“It is the journalists who make the market», real estate broker Angers (49) confides. “Ever since they read or heard that banks are lowering their rates, buyers keep coming back“, he rejoices. This is the case of Louis (41), who took the plunge and got a 25-year mortgage at less than 4%. “In a year or two, I think rates will come down enough. It will be time for me to renegotiate“, he says. Others like Sophie and Christophe, in their thirties, prefer to wait until “rates are falling even more“. With the risk that the competition will become even stronger. In short, the mood on the buyers’ side is mixed.
On the other hand, the banks are unanimous: the time has come to acquire new customers. “Banks have restored their margins and are looking to reopen the floodgates to potential investors and even rental investors. 10-year OAT – an indicator with which banks consult when setting their loan rates – fell back below 2.5%. Unheard of for over a year, at a time when banks were still lending at 2.2%. This of course leads to lower rates», explains Sandrine Allonier from Vousfinancer, a real estate loan broker. These are slight declines at the moment, but should be highlighted as they trigger a new cycle. “In December, a third of our banking partners reduced their ratespoints out Cécile Roquelaure, Studio Director at Empruntis. This is an excellent signal for a January recovery!»

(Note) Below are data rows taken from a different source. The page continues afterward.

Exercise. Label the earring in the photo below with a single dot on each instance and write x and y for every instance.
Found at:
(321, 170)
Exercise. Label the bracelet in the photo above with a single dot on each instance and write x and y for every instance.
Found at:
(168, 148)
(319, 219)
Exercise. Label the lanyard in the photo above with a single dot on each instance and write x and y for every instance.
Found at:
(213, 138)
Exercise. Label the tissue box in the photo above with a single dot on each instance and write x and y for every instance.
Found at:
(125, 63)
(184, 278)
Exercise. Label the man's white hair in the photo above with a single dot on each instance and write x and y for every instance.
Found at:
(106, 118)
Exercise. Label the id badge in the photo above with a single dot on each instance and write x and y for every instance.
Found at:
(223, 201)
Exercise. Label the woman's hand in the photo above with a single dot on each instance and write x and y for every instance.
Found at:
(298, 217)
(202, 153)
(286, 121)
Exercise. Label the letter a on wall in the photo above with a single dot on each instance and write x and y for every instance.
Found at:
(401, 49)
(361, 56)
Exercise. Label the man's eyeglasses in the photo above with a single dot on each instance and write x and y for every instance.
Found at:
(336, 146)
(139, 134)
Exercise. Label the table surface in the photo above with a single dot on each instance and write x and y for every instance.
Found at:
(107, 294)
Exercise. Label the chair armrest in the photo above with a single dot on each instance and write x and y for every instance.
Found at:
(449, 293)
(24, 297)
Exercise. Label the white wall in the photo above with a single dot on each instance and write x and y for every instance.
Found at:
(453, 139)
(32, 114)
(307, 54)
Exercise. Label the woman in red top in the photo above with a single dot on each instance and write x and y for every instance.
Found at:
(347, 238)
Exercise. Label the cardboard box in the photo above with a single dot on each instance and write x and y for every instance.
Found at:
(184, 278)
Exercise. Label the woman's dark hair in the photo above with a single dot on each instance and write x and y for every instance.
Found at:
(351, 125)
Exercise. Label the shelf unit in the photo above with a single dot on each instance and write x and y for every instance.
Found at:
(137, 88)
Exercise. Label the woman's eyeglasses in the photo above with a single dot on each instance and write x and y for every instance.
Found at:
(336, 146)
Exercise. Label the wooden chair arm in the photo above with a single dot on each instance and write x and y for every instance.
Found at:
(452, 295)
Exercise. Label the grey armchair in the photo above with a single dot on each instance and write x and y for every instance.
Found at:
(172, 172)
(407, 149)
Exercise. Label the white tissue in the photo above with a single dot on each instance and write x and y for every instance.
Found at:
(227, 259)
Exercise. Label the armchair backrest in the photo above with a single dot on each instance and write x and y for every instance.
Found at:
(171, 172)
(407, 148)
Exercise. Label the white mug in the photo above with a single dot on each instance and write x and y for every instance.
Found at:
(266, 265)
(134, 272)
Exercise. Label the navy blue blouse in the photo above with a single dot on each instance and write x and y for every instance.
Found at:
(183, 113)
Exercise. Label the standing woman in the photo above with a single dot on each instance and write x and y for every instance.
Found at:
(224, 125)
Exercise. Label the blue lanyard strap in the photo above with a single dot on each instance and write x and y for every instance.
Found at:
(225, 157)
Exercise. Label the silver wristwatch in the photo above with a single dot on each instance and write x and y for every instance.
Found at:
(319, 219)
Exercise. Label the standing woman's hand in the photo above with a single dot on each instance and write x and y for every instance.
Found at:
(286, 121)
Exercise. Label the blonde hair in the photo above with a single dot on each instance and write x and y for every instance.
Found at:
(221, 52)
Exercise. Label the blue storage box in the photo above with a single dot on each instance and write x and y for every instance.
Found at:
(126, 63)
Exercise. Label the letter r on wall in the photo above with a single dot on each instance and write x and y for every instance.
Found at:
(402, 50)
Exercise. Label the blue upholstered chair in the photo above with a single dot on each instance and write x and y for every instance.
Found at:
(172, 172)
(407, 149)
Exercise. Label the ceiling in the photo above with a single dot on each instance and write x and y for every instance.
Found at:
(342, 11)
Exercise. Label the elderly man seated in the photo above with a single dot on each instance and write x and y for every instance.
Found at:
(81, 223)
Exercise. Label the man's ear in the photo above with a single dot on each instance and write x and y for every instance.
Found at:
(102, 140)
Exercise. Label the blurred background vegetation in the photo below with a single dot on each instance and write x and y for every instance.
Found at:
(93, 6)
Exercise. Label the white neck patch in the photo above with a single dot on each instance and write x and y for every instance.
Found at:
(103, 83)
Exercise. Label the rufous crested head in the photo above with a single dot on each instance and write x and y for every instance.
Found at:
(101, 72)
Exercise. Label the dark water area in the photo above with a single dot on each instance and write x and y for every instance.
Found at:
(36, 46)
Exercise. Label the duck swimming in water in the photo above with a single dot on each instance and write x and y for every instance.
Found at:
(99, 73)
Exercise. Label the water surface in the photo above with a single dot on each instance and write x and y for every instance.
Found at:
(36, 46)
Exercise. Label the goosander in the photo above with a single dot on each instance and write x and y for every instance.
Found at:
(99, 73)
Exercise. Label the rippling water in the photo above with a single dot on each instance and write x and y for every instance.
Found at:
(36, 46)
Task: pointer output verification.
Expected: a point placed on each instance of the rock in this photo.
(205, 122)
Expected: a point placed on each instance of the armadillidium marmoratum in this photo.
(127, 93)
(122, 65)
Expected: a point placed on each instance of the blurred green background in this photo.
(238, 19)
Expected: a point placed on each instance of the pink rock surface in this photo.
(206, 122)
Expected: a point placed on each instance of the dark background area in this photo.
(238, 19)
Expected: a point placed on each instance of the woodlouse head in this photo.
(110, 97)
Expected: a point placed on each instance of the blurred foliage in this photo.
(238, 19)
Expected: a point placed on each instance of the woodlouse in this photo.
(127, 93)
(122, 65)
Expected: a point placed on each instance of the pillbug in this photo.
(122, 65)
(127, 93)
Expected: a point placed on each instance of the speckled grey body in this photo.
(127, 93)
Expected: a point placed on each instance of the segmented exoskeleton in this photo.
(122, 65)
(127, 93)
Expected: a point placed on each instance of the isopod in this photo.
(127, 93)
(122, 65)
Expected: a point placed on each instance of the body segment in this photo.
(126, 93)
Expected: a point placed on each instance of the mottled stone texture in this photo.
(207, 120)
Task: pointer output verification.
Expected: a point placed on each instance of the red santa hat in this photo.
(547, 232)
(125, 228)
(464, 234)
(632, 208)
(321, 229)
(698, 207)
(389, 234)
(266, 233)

Three drops per month in SG
In one month, Société Générale reduced rates (excluding insurance and fees) from 4.35% to 3.95% over 20 years for the best profiles (more than 8,000 euros per month for two). Which corresponds to roughly forty euros less per month for repaying the bank for a loan of 200,000 euros. Not to mention the additional discount that borrowers can get. Because this rate of 3.95% is understood before the negotiation. For less affluent households, you will probably have to wait until next summer. They currently have to borrow for less than 20 years to get the lower 4% rate.
However, the easing of mortgage rates is ongoing. “The big national banks are starting to initiate cuts of 0.2 or 0.3 points», says Maël Bernier of Meilleurtaux, a real estate agent. Whether others will follow suit remains to be seen. “Banks will agree to give small rate cuts to stimulate demand, but not significant cuts, at least before the summer, so as not to squeeze their margins.», deciphers Sandrine Allonier, who confirms that banks want to increase the production of real estate loans by 10% in 2024. Excessive rate cuts could also push prices back up – a scenario the French believe in – by boosting demand. Such an outburst would not be welcome in a market that is trying to turn things around at the end of the year. A priori, this does not seem possible: the trend is more towards a decline – undoubtedly moderate for the time being – in real estate prices, which should accelerate in 2024. Good news for households, who can count on wage growth next year.